# Proving limit

• Feb 16th 2011, 09:42 PM
mremwo
Proving limit
Show that if $\displaystyle lim(\frac{a_{n}}{n}) = L$ for $\displaystyle L>0$, then $\displaystyle lim(a_{n}) = + \infty$

Here's what I did:

$\displaystyle lim(\frac{a_{n}}{n}) = \frac{lim(a_{n})}{lim(n)} = L$

Then $\displaystyle \\ lim(a_{n}) = L \cdot lim(n)$

And since $\displaystyle \\ lim(n)$ goes to $\displaystyle +\infty$ and $\displaystyle L$ is a constant greater than 0,
the $\displaystyle lim(a_{n})$ also goes to $\displaystyle + \infty$

However, I'm pretty sure I need to use the definition of convergence to proves this, but I'm not sure how. Thank you.
• Feb 16th 2011, 09:52 PM
roninpro
What you have might serve as some intuition, but it does not work as a proof. You used the limit laws to rearrange the expressions, but they only work when the corresponding limits exist. Here is a slightly more formal argument:

Since $\displaystyle \lim_{n\to \infty} a_n/n = L$, we know that given any $\displaystyle \varepsilon>0$, when $\displaystyle n$ is sufficiently large, we have $\displaystyle |a_n/n-L|<\varepsilon$. Multiplying through by $\displaystyle n$ gives $\displaystyle |a_n-nL|<n\varepsilon$. Breaking the absolute values and rearranging, $\displaystyle n(L-\varepsilon)<a_n$.

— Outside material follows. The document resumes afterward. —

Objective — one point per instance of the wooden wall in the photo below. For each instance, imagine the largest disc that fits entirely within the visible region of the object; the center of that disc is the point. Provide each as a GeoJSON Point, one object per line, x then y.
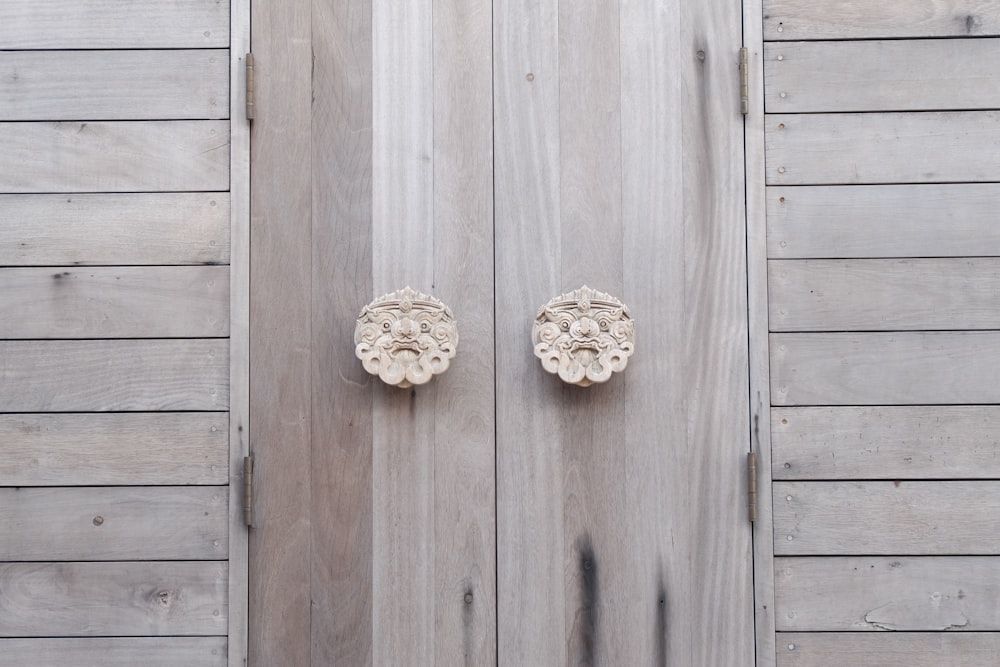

This shows that as long as we pick $\displaystyle \varepsilon<L$ and take $\displaystyle n\to \infty$, we have $\displaystyle n(L-\varepsilon)\to \infty$, so $\displaystyle a_n\to \infty$.
• Feb 16th 2011, 11:01 PM
mremwo
Great, thanks! I had this all the way down to |a_n - nL| < ne but I always seem to forget that I am able to pick e to fit what I need so long as it is greater than 0.